“My first impulse, when presented with any spanking-new piece of computer hardware, is to imagine how it will look in ten years’ time, gathering dust under a card table in a thrift shop.”
–From Distrust that Particular Favor by William Gibson (Putnam, 2012).
William Gibson is often touted as the science fiction writer who predicted the Internet. And while it may be true that in Neuromancer, his first novel, he invented the term ‘cyberspace’ to describe a digital location inside a computer network, his foresight extended well beyond that catch phrase.

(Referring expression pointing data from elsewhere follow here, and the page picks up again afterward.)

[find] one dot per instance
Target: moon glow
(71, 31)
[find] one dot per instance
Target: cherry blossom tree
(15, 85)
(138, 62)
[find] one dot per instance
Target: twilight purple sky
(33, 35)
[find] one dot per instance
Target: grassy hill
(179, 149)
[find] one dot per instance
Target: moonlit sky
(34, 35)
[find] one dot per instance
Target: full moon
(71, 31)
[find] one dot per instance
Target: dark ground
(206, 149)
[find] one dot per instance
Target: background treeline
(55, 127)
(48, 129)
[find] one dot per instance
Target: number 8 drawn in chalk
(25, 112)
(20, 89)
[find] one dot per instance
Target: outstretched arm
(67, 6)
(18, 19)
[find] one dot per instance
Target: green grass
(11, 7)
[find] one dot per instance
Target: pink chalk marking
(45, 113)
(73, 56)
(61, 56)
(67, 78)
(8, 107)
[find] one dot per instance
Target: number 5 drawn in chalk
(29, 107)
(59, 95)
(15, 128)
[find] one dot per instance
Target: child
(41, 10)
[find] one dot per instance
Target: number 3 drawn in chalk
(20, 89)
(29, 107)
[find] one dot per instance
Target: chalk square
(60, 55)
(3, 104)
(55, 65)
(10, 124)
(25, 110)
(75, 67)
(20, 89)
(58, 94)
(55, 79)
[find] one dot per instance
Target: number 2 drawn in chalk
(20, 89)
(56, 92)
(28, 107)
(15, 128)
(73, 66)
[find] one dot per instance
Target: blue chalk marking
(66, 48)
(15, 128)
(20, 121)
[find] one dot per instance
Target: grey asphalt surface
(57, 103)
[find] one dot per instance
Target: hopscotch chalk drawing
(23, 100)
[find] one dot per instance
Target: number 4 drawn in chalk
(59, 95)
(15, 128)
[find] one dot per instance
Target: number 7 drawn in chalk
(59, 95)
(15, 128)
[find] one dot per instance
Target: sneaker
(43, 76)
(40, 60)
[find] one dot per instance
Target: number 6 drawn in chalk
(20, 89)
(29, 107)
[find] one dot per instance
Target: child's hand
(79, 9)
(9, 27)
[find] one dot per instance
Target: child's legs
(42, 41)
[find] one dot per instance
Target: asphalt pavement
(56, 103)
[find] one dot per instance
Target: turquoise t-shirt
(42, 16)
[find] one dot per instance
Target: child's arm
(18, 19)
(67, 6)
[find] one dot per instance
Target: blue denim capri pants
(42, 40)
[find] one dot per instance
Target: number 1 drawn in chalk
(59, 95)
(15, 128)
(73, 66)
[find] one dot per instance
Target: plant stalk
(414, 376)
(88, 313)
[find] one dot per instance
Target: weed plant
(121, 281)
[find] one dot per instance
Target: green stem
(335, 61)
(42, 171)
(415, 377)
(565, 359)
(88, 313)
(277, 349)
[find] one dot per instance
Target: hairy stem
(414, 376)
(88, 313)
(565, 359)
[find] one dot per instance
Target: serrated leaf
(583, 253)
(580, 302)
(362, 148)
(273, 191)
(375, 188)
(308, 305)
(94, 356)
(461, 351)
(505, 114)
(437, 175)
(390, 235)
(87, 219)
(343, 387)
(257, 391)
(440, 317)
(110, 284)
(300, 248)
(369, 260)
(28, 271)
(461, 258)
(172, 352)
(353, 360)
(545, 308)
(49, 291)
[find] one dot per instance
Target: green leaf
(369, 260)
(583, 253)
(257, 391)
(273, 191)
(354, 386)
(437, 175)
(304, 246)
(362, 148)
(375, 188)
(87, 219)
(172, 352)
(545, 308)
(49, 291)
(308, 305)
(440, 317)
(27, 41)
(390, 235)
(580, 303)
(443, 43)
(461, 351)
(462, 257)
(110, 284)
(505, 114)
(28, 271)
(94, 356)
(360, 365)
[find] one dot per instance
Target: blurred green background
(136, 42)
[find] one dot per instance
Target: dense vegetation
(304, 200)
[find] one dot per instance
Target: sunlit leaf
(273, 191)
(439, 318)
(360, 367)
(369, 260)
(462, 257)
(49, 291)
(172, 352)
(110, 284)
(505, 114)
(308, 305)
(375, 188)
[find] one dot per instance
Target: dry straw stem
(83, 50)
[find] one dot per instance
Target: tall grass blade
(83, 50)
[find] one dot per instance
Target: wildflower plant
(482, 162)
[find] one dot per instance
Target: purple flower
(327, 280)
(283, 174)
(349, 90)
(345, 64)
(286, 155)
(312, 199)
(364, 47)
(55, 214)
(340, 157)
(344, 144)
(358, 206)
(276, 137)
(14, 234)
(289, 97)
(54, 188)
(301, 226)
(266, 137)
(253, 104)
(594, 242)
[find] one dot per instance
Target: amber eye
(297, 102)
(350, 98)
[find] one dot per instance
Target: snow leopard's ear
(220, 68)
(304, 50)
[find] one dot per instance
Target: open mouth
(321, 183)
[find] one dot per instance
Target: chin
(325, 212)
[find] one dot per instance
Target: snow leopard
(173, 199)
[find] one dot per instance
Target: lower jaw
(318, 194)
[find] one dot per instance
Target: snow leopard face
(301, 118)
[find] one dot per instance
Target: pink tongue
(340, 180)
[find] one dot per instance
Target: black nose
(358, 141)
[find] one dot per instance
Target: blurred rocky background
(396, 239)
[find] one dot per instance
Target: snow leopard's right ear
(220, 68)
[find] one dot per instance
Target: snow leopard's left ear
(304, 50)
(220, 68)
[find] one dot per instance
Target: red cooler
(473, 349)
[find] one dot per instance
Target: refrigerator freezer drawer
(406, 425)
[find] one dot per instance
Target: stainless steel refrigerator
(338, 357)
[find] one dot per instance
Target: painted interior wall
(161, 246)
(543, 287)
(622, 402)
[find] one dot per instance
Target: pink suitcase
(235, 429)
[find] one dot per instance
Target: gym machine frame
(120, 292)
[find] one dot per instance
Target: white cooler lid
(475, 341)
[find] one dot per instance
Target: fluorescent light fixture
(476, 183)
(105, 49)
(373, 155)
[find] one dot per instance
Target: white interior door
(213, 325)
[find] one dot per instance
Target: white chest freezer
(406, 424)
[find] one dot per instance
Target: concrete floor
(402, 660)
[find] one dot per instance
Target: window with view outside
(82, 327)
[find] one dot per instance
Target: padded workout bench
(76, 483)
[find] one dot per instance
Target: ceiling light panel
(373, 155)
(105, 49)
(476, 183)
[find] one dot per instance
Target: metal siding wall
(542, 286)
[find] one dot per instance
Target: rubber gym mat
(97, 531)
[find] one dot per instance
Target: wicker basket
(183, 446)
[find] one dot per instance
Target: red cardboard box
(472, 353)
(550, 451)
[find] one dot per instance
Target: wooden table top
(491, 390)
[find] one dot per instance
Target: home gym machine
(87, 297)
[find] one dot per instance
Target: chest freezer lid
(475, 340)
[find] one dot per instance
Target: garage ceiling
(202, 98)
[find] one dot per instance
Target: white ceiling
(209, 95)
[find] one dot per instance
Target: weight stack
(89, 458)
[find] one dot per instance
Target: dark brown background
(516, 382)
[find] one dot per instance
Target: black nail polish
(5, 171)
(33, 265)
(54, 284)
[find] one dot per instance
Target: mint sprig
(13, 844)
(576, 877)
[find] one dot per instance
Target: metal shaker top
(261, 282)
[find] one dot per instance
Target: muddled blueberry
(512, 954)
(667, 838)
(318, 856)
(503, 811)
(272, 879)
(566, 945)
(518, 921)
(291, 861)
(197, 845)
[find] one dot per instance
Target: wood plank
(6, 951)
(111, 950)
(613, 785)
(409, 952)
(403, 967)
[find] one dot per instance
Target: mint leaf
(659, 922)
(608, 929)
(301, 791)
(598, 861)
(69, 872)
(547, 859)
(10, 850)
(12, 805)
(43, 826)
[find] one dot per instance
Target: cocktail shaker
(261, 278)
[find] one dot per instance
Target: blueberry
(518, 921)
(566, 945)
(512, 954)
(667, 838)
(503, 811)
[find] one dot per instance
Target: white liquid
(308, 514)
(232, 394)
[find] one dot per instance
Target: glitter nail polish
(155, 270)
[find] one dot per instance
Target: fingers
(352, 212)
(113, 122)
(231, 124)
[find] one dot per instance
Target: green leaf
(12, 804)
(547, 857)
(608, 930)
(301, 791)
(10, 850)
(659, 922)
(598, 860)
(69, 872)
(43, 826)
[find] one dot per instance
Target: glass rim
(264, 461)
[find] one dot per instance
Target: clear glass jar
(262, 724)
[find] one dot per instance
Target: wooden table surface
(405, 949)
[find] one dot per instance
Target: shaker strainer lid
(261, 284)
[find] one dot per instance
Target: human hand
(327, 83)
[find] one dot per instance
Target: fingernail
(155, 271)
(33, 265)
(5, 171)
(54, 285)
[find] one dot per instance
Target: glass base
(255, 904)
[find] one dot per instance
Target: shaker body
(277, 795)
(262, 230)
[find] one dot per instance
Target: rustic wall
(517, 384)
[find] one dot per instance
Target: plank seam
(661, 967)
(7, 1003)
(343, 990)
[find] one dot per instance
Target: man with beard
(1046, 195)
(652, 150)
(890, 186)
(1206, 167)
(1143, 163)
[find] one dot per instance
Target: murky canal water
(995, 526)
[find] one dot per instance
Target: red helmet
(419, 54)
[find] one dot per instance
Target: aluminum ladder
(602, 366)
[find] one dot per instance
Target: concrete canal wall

His writing is not only about what not yet is, but what ‘used to be’ will look like, when ‘not yet’ becomes ‘now.’ He does not stop at our inventions, but asks what our logic machines will allow us do, and what changes they will impose.
Gibson’s latest book Distrust That Particular Flavor is mainly a collection of his non-fiction articles on several topics, most of which revolve around technology–where it’s been, where it may go, but most importantly, how it will change us. Nowhere, it seems to Gibson, is the interaction between silicon and sapien more pronounced than in Japan, a place which he writes “seem[s] to the rest of us to live several measurable clicks down the timeline.” In the essay “Modern Boys and Mobile Girls,” he explains both the reason for Japan’s quick adoption of technology, and his fascination with the island nation.
And while he mostly covers the positive things that technology can bring us, his essay “Disneyland with the Death Penalty” explores how it can also be used to control us. (That article, Gibson writes, got the magazine Wired banned in Singapore.) Gibson also has a great answer to the enduring scifi question in an article titled, “Will We Have Computer Chips in our Heads?”
It’s hard to compare Distrust That Particular Flavor with Neuromancer, or any of Gibson’s other works, but it’s interesting to see how an accomplished science fiction writer views the passage of real time in terms of people and their creations.